It hardly seems possible that a quarter of a century has passed since the Exxon Valdez, a giant oil tanker with 53 million gallons of North Slope crude aboard, smashed into Bligh Reef and discharged 11 million gallons of oil into Alaska's Prince William Sound. It was an environmental disaster of enormous magnitude, the largest oil spill in U.S. waters until that time, and its horrendous impact on nature and on a native tribe dependent on the Sound's sea life for its livelihood continued down through the years.
The skipper of the Exxon Valdez, Captain Joseph Hazelwood, Jr., had gone below some time before the impact, leaving the ship under the control of his third mate. The captain said he had gone below to do paper work, confident that the mate could handle matters, as the two of them together had navigated this same course before. Others, though, said the captain had gone below to sleep off the alcohol he'd drunk earlier in the day. The fact that he'd lost his driver's license for driving under the influence, with more than one DUI on his record, didn't help his cause. Nor did the report of a Coast Guard inspector who said he smelled alcohol on Hazelwood's breath when he came aboard later. Nor did blood alcohol results (inconsistent) of a test taken many hours after the accident.
Hazelwood became the target of widespread attacks on his character, his professional qualifications and his veracity. Late night comics made him the butt of countless jokes. The public in general came to think of him as an unskilled drunk who carelessly spread crude oil along 1500 miles of Alaska's pristine coastline. After his trial and appeals, he could be seen serving his sentence by picking up trash along Anchorage roadways and, later, by working in a soup kitchen.
I thought about Joseph Hazelwood recently when reading about cases of children left by parents in automobiles to die horrible deaths in unbearable heat. Certainly the situations aren't comparable, but our reactions to them are. Just as we assure ourselves that we would never have taken the actions that led to the oil spill disaster in Prince William Sound, we are also inclined to self-righteously insist that we could never possibly inadvertently leave a child to die in the overheated oven of an automobile. But we could, of course. While there can be an exception such as may be with the recent death of a child in an Atlanta suburb, professionals who study these cases have found that innocent but deadly circumstances can lead the brilliant as well as the ordinary, the caring and loving as well as the inattentive, the rich as well as the poor, to make the fatal error that will lead to the loss of a beloved child and to a lifetime of nigh-unbearable guilt and grief. We cannot bear to believe that our lives are only marginally in our control, and that we are entirely capable of unintentionally causing the death of a loved one or a tragedy like the crash of the Exxon Valdez. So we heap calumny on the heads of the suffering target, insisting he or she must be deficient, feeling better about ourselves as a result.
In fact, Captain Joseph Hazelwood, a native of Georgia who grew up in New York state, was a highly skilled seaman from his teens on, with a near-genius IQ. At the age of 32, he became the youngest ship's captain in the Exxon fleet. At one point, he saved his ship and crew by heroic action in a devastating storm at sea. He was, and still is, held in high regard within the seagoing fraternity, and he still holds a valid ticket to captain a ship anywhere in the world. Witnesses swore he was sober at the time of the accident. As for the alcohol that an inspector said he smelled from Hazelwood, the alcohol he'd consumed earlier was vodka, which is not all that easy to smell. A jury didn't find that he was under the influence, only guilty of negligence, sentencing him to community service and a $50,000 fine. Exxon, which saved money by reducing crew size and increasing hours and lack of rest, had failed for more than a year to repair a radar that would have prevented sailing into the reef. For that matter, routine care by the third mate would have avoided it also. But the butt of the jokes was Hazelwood, not Exxon or the mate. Though fully qualified, Hazelwood has never been able, at last accounting, to find work as a ship's captain again. A couple of job offers, he said, were mysteriously withdrawn. His last publicly known employment was as a glorified clerk for a law firm in New York. He has born his continuing punishment quietly and with dignity.

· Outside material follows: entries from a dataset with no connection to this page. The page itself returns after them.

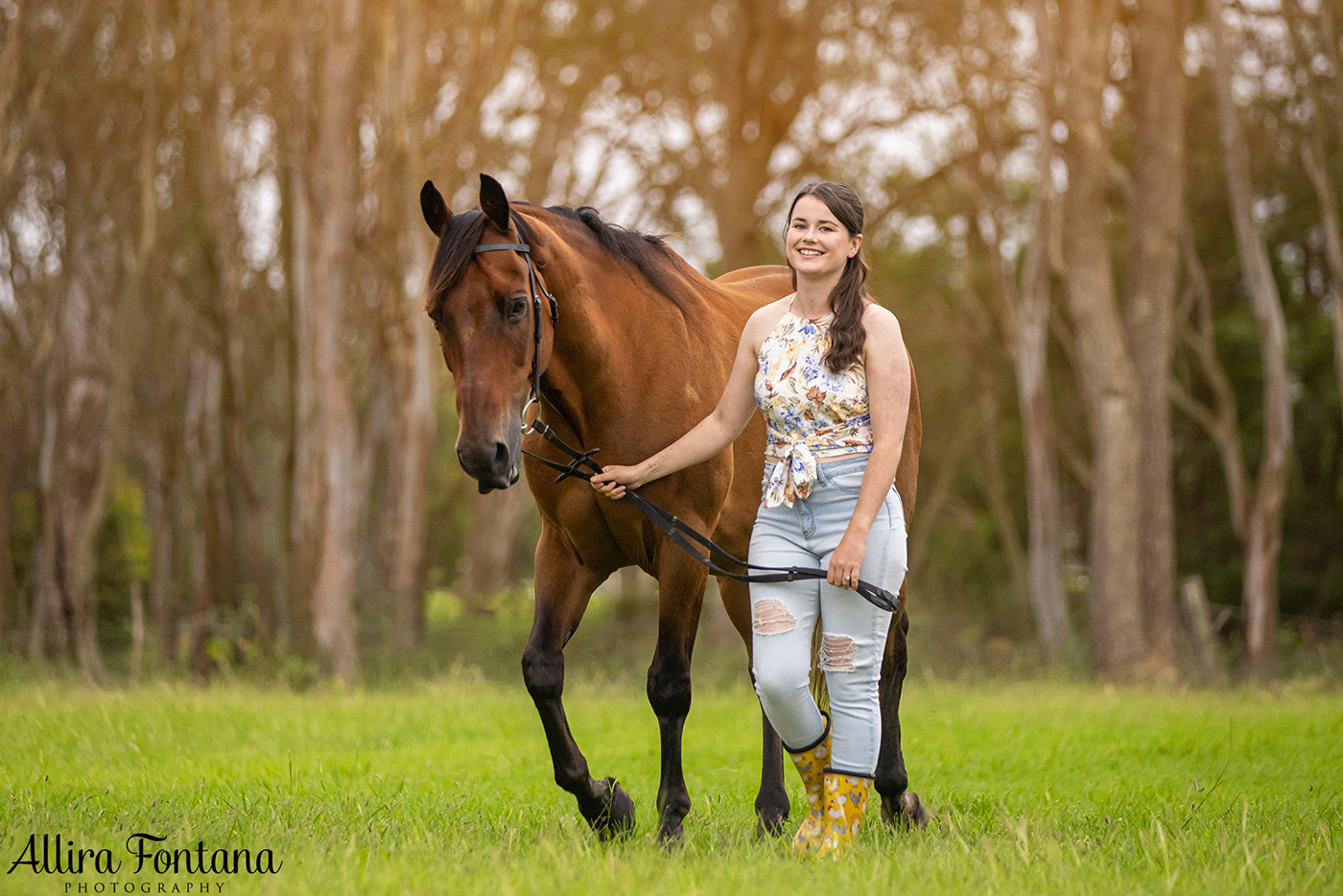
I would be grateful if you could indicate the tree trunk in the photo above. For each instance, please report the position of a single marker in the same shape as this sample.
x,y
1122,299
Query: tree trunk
x,y
1151,284
329,497
1265,519
486,559
1027,336
412,351
1105,369
9,584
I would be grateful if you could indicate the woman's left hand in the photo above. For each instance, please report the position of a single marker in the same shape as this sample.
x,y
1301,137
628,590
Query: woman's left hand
x,y
846,562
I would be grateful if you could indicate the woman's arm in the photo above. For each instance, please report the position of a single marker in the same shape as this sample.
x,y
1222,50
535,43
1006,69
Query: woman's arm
x,y
712,434
888,400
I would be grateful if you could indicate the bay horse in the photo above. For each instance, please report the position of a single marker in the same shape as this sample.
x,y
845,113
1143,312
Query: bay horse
x,y
638,352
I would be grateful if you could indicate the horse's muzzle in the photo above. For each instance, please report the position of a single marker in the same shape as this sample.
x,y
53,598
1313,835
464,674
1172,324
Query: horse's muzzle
x,y
493,465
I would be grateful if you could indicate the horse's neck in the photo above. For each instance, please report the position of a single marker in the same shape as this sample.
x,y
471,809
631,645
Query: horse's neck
x,y
614,328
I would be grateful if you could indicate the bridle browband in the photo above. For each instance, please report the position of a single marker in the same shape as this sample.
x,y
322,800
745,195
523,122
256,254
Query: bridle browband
x,y
675,530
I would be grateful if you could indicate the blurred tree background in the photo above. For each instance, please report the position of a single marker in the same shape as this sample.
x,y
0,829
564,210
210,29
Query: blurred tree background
x,y
1110,228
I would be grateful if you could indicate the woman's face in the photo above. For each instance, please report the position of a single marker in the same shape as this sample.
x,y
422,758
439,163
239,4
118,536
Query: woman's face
x,y
816,245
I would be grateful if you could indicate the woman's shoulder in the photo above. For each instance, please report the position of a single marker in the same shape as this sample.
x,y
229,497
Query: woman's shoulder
x,y
880,321
765,318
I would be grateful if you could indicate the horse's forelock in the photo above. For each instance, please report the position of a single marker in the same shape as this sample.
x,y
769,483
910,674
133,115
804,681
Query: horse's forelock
x,y
456,248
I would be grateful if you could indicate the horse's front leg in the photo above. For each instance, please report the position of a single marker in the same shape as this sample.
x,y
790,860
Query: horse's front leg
x,y
681,582
899,804
772,798
563,587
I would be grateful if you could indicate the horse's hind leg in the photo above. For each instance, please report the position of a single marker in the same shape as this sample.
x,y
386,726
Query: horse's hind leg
x,y
563,587
899,804
772,797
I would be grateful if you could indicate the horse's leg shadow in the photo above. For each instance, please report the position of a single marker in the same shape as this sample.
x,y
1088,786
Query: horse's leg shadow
x,y
900,806
772,798
563,587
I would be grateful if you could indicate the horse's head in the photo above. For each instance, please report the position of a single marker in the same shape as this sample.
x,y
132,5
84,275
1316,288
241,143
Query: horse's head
x,y
481,305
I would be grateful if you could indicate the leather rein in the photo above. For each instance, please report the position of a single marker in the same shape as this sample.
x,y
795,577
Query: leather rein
x,y
674,529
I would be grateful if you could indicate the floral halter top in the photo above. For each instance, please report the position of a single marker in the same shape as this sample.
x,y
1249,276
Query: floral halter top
x,y
810,413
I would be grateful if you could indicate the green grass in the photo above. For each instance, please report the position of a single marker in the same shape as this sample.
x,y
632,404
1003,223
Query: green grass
x,y
446,788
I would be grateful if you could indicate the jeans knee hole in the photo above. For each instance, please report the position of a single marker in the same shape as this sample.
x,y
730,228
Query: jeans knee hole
x,y
771,617
836,653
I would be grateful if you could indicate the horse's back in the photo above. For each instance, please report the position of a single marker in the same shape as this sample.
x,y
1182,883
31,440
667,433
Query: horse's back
x,y
769,281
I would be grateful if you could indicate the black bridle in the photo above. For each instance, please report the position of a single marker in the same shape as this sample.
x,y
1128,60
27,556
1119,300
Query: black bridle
x,y
533,282
675,530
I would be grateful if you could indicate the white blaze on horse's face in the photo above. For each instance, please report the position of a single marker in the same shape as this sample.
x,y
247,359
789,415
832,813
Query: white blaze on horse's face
x,y
485,331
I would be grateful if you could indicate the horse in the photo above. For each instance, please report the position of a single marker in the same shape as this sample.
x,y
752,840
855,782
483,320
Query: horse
x,y
635,351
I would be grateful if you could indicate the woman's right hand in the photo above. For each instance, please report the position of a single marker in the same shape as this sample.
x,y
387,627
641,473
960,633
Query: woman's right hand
x,y
613,480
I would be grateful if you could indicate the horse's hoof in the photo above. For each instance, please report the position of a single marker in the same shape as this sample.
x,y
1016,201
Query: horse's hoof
x,y
771,825
671,835
615,817
910,812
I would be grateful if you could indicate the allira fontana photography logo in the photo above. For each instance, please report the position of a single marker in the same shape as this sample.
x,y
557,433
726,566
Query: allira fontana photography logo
x,y
143,856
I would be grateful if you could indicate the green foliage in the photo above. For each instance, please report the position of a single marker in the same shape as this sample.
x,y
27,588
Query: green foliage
x,y
446,788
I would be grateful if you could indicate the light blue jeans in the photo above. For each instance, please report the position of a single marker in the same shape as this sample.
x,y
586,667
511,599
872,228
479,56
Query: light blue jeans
x,y
853,631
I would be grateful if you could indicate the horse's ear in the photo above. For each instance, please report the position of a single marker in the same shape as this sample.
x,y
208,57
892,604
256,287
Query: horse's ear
x,y
436,210
493,201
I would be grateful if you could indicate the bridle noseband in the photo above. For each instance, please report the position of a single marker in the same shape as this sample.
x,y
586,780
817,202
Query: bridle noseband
x,y
533,282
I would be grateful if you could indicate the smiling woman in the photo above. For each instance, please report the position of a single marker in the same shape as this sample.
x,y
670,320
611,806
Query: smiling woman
x,y
829,369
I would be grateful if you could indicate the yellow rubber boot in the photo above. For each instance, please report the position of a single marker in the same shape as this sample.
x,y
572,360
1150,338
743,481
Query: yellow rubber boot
x,y
812,767
846,801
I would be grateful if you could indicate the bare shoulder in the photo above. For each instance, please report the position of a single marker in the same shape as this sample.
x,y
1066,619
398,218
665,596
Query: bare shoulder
x,y
763,319
880,321
884,336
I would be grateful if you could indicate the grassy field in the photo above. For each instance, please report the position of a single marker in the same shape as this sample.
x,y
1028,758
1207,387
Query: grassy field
x,y
446,788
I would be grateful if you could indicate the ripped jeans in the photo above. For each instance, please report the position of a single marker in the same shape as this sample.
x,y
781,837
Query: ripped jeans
x,y
853,631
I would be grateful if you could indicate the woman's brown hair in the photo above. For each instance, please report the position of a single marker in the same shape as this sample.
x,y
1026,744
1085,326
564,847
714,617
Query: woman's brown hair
x,y
850,293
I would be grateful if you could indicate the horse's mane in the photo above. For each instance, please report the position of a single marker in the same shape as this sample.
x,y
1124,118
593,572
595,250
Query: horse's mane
x,y
648,252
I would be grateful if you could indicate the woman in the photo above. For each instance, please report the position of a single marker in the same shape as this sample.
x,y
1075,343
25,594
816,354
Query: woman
x,y
829,369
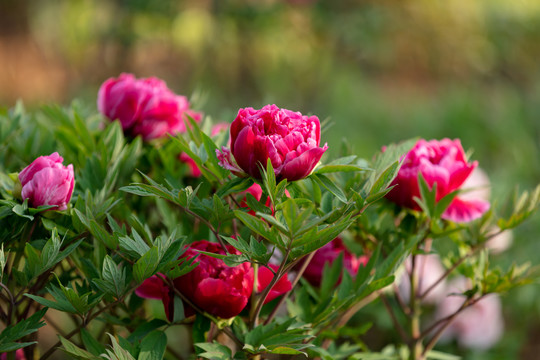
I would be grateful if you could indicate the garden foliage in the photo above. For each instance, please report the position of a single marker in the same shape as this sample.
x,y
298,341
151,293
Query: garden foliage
x,y
268,248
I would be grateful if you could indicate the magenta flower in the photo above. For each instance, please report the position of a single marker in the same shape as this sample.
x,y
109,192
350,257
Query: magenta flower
x,y
265,276
155,288
47,182
145,107
443,163
289,139
327,255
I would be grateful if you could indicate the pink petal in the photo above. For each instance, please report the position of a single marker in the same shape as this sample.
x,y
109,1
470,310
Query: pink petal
x,y
465,210
302,166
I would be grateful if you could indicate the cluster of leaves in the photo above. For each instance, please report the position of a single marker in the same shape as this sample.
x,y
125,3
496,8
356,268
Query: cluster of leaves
x,y
135,208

I think it would be good if we forced ourselves to recognize that even we can do the unthinkable in a fatal moment of distraction or misjudgment, and we can suffer a lifetime of untold agony as a result. Maybe we ought to mete out an extra ration of love to children in our care. And an extra measure of tolerance and understanding for the Hazelwoods of this world and the guilt-ridden parents of children lost forever.
Robert B. Simpson, a 28-year Infantry veteran who retired as a colonel at Fort Benning, is the author of "Through the Dark Waters: Searching for Hope and Courage."